The conflict between Samsung Biologics and the labor union is escalating into a legal battle. The company filed a police complaint alleging that the union branch head leaked internal enterprise resource planning (ERP) data to the outside, while the union denies the allegations.
According to Samsung Biologics on the 13th, the company filed a complaint on the 22nd of last month with the Incheon Yeonsu Police Station against Park Jae-seong, chairperson of the Samsung Group Super-Enterprise Labor Union's Samsung Biologics branch (union leader). The charges include trade secret infringement and defamation.
The document in question is a three-year list of tax invoices sent by major domestic media outlets to Samsung Biologics. It is said to contain advertising and sponsorship expense executions by the company and related department names.
According to the industry, the document was shared in a group chat of some media outlets through Choi Seung-ho, chairperson of the Samsung Group Super-Enterprise Union's Samsung Electronics branch.
The company is said to have identified indications that Park accessed the ERP system with Park's own account to view related data. The system is accessible to all company employees.
The union leadership denies the related allegations. Earlier, through a newsletter, the union criticized the company's spending on publicity, saying, "While demanding cuts on the shop floor, it spends large sums on the media."

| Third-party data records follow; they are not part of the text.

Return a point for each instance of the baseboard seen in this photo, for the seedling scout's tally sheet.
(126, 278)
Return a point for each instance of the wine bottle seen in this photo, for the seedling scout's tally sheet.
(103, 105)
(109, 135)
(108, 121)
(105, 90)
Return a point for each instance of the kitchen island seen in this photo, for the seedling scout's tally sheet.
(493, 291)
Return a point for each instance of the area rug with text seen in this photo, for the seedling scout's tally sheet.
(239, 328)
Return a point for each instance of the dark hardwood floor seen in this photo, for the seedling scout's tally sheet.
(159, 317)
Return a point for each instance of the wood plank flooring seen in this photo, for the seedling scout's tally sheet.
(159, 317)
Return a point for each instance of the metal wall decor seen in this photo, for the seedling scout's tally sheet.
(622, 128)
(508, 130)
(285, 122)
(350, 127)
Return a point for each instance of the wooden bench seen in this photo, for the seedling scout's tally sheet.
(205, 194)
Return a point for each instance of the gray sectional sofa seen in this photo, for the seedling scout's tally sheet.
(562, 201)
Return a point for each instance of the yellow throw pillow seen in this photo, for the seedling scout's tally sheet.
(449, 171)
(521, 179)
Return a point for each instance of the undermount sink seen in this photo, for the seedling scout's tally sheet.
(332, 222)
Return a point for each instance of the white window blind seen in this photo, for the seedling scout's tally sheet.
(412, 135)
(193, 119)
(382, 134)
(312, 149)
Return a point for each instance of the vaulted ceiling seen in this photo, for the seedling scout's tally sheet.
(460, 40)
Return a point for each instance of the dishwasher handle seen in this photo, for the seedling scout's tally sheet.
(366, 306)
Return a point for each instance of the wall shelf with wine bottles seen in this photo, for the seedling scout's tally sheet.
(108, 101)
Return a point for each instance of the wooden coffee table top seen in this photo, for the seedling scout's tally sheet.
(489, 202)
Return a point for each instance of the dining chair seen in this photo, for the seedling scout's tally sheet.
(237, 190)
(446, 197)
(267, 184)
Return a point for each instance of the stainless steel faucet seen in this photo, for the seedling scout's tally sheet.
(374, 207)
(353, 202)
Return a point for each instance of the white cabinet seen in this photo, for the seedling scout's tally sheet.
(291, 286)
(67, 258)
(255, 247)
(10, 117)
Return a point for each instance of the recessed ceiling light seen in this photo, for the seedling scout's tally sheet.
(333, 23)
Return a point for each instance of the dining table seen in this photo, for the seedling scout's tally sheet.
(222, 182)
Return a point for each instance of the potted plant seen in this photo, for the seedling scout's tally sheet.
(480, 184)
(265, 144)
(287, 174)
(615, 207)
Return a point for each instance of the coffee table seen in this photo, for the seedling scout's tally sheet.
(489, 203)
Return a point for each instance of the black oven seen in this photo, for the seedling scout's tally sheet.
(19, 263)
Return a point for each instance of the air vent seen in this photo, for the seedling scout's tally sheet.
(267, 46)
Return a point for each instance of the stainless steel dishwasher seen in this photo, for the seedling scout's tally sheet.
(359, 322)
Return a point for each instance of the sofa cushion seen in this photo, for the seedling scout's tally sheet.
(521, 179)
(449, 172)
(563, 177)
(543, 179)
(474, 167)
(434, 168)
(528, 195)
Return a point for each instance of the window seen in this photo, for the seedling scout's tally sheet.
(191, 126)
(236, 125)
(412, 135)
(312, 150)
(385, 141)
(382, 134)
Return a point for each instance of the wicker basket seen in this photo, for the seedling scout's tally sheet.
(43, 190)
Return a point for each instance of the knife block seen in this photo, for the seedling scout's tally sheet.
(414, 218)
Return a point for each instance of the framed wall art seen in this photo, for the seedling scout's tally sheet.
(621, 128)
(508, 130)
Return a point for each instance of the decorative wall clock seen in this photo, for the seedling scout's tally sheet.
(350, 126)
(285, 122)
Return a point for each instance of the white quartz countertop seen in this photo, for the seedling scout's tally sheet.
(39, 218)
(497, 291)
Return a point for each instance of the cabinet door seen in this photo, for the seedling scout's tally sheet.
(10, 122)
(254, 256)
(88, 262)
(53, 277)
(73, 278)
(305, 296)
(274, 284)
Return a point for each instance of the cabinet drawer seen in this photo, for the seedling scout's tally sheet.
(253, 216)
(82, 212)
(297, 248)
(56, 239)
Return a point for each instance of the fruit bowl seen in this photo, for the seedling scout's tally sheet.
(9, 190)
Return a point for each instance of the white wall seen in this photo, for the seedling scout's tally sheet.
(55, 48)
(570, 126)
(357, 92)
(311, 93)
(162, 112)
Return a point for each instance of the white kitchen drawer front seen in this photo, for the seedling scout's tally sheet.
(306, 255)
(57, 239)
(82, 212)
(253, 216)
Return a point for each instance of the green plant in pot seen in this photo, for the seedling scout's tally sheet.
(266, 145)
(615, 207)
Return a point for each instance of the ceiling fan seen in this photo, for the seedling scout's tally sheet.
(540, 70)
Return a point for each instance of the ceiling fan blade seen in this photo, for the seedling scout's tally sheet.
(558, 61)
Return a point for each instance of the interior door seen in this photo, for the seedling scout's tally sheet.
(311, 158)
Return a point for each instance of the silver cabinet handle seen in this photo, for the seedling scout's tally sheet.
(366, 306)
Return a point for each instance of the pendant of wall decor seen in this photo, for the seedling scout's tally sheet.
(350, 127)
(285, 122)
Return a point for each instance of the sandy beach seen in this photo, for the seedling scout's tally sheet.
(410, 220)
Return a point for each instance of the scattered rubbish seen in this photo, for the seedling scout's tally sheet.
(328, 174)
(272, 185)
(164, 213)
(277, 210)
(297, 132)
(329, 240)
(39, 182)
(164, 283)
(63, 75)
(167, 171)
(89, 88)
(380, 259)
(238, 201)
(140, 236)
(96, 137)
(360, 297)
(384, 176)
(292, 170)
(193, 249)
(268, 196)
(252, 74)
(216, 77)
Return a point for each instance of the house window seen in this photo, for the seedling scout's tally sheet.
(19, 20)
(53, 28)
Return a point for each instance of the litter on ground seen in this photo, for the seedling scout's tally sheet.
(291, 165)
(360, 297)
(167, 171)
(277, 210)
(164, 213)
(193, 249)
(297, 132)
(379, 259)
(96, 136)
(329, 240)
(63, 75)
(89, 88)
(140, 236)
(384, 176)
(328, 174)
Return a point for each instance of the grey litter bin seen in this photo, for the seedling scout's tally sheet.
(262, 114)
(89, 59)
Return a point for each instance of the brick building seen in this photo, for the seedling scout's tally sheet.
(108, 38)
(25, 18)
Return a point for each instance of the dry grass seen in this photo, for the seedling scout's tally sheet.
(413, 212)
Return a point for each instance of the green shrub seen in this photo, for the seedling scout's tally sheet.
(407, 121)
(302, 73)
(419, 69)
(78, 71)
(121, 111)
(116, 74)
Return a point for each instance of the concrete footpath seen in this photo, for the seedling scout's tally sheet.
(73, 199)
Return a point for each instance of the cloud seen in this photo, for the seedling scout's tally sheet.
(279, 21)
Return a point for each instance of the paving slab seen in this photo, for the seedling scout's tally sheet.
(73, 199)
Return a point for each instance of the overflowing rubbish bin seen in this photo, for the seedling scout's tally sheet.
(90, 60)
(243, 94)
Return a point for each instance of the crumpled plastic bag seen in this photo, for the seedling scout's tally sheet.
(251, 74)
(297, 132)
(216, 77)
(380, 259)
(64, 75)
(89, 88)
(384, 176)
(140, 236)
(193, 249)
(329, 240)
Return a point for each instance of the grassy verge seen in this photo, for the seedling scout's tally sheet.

In the industry, there is an assessment that the recent labor-management conflict is expanding beyond wage and collective bargaining into a phase of legal response.
In this negotiation, the union is demanding a 14% wage increase and a 30 million won incentive payment. The company, on the other hand, has proposed a 6.2% wage increase and a 6 million won incentive payment. The union is also demanding that a clause requiring the union's prior consent in hiring and mergers and acquisitions (M&A) be included in the collective agreement.
As labor and management failed to narrow their differences, the union launched a full-scale strike from the 1st to the 5th. It then began a compliance struggle by refusing overtime and special work and strengthening compliance with GMP (good manufacturing practice) and standard operating procedures (SOP).
The company has taken legal action. On the 8th, ahead of a three-party meeting among labor, management and government, Samsung Biologics filed complaints against six union members on charges including business obstruction. The reason was that strikes took place in some processes where the court had banned industrial action.
On the 4th, a union member was separately reported to the police on allegations of exerting psychological pressure, including monitoring work and urging employees on duty during the strike to go home.
Inside the company, there is also a sense that labor relations have moved beyond the negotiation phase. One official said, "The time to resolve this through talks is effectively over, and the company appears to be taking a hard-line response."